La escena, vista desde satélite, parece sencilla. Una herradura de colinas verdes, sembrada de campos y rodeada de bosque. Sin embargo, esa forma casi perfecta es la huella de un meteorito que golpeó el noreste de China hace entre 46.000 y 53.000 años, un impacto que podría haber creado el cráter más joven de su tamaño conocido en la Tierra.
El protagonista es el cráter de Yilan, escondido en la cordillera Lesser Xing’an, a unos 20 kilómetros de la ciudad del mismo nombre, en la provincia de Heilongjiang. Durante generaciones, la población local lo llamó “Quanshan”, que significa “cresta montañosa circular”, sin sospechar su origen extraterrestre.
Un anillo casi perfecto escondido en el bosque
La estructura tiene unos 1,85 kilómetros de diámetro en su punto máximo y un relieve interior de hasta 150 metros de profundidad. Visto desde el aire, el borde norte aparece bien conservado, mientras que aproximadamente un tercio del borde sur falta, lo que da al cráter una forma de herradura muy marcada. El detalle curioso es que, dentro de esa cicatriz, hoy se mezclan campos de cultivo, bosques de abedules y zonas encharcadas.
La imagen que disparó el interés internacional se tomó en octubre de 2021 con el sensor OLI a bordo del satélite Landsat 8 y fue difundida por el Earth Observatory de NASA. Desde el suelo, un caminante solo vería lomas arboladas y cultivos. Desde arriba, el dibujo cerrado del anillo deja pocas dudas.
Cómo supieron que no era solo una montaña
La confirmación llegó cuando un equipo de geólogos chinos perforó hasta unos 438 a 440 metros bajo el centro del cráter. En el sondeo encontraron cientos de metros de antiguos sedimentos lacustres y, debajo, granito fracturado.
Lo decisivo fueron los minerales. El núcleo reveló cuarzo “chocado”, granito fundido y fragmentos de vidrio con burbujas de gas y formas de lágrima. Estos materiales solo aparecen cuando una roca sufre presiones y temperaturas extremas, como las que provoca la caída de un meteorito de gran tamaño, no una simple erosión lenta.
La datación mediante carbono de carbón vegetal y sedimentos orgánicos de ese antiguo lago situó el impacto entre hace 46.000 y 53.000 años. Con ese rango, Yilan se coloca como firme candidato a cráter de impacto “joven” más reciente entre los de gran tamaño, aunque sigue habiendo un pequeño margen de incertidumbre frente a estructuras similares.
El cráter más joven y grande de su generación
Con 1,85 kilómetros de ancho, Yilan es el cráter de impacto más grande de la Tierra con menos de 100.000 años de antigüedad. El famoso cráter Barringer, en Arizona, que tiene unos 1,2 kilómetros, era hasta ahora el referente en este tramo de edades.

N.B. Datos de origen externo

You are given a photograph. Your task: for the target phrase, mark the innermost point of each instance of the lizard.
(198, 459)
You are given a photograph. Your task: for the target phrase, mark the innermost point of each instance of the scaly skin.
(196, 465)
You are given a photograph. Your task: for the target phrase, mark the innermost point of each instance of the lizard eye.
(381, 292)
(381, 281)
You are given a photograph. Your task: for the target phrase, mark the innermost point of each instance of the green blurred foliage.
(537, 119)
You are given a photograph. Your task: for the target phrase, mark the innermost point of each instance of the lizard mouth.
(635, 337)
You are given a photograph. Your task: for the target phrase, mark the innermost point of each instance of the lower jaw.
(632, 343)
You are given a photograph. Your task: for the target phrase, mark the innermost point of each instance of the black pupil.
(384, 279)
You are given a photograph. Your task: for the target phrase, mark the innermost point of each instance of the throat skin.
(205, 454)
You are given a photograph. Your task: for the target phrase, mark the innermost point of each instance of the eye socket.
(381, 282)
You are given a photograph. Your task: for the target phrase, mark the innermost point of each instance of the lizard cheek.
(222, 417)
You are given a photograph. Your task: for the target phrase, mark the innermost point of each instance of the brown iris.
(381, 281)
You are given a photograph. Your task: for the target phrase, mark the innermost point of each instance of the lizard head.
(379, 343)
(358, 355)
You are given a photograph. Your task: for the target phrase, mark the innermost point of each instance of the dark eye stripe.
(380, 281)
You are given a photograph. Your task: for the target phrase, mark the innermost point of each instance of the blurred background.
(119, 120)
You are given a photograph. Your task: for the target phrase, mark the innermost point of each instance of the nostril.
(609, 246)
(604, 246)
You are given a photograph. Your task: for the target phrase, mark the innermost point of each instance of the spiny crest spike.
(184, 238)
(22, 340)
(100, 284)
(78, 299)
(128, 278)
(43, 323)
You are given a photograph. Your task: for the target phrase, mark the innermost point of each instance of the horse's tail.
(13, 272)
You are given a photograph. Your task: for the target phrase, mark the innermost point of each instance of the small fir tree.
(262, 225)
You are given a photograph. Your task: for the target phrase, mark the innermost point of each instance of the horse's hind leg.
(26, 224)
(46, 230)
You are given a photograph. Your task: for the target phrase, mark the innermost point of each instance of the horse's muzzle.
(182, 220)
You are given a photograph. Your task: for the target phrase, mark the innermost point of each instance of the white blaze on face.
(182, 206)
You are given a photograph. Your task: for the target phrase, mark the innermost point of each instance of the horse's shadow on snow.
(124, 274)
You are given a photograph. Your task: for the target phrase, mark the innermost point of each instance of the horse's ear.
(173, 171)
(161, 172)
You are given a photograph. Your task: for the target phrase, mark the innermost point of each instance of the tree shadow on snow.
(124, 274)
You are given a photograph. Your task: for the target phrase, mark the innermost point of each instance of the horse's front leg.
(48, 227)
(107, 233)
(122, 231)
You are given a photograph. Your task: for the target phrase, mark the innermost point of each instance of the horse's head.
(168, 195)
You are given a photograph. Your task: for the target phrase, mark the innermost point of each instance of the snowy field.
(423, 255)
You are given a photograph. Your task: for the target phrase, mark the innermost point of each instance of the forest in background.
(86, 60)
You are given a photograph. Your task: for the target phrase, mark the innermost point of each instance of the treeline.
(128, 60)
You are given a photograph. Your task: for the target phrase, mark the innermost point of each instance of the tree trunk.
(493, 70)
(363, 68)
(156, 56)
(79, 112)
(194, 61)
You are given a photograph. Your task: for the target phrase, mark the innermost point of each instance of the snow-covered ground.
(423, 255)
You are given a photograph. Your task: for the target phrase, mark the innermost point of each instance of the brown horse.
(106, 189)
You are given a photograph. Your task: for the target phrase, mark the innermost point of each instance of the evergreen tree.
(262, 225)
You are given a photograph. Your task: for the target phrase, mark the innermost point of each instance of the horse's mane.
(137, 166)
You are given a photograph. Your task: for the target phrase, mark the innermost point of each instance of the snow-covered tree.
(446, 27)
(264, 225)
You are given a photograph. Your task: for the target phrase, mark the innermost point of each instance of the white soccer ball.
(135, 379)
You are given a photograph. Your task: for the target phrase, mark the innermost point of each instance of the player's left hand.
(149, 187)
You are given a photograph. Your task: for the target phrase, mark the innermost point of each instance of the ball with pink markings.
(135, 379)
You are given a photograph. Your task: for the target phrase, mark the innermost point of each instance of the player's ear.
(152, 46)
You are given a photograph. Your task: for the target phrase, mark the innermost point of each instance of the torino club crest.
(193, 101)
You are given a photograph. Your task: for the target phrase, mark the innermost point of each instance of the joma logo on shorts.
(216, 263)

En el contexto chino, el hallazgo también marca un antes y un después. Hasta 2020 solo se conocía un cráter de impacto confirmado en el país, el de Xiuyan, en Liaoning. Desde la identificación de Yilan, se han descrito otras dos estructuras de impacto adicionales, una en 2023 y otra en 2025, lo que sugiere que el registro de impactos en la región estaba, en buena medida, incompleto.
La clave de este cambio está en las herramientas. La combinación de imágenes de satélite de alta resolución, trabajo de campo y perforaciones profundas está permitiendo localizar cicatrices que el bosque, la agricultura y la erosión mantenían camufladas.
De cataclismo a paisaje fértil
Resulta llamativo que una colisión tan violenta acabe, decenas de miles de años después, convertida en mosaico de humedales, bosques y tierras agrícolas. Según describe el propio Earth Observatory, los sedimentos del antiguo lago han generado suelos ricos en materia orgánica y parte del interior del cráter se dedica hoy a la agricultura, mientras que el resto está cubierto por pantanos y zonas de bosque húmedo.
En la práctica, esto significa que una cicatriz cósmica funciona ahora como pequeño laboratorio natural donde se cruzan geología extrema, biodiversidad y uso humano del suelo. Y plantea una pregunta inevitable. Si un cráter de casi dos kilómetros ha podido esconderse a simple vista hasta hace nada, ¿cuántas huellas de antiguos impactos quedarán aún por descubrir bajo otros bosques del planeta?
El estudio científico original sobre el cráter de Yilan se ha publicado en la revista “Meteoritics & Planetary Science” y la nota de prensa más reciente con las imágenes de satélite puede consultarse en el NASA Earth Observatory.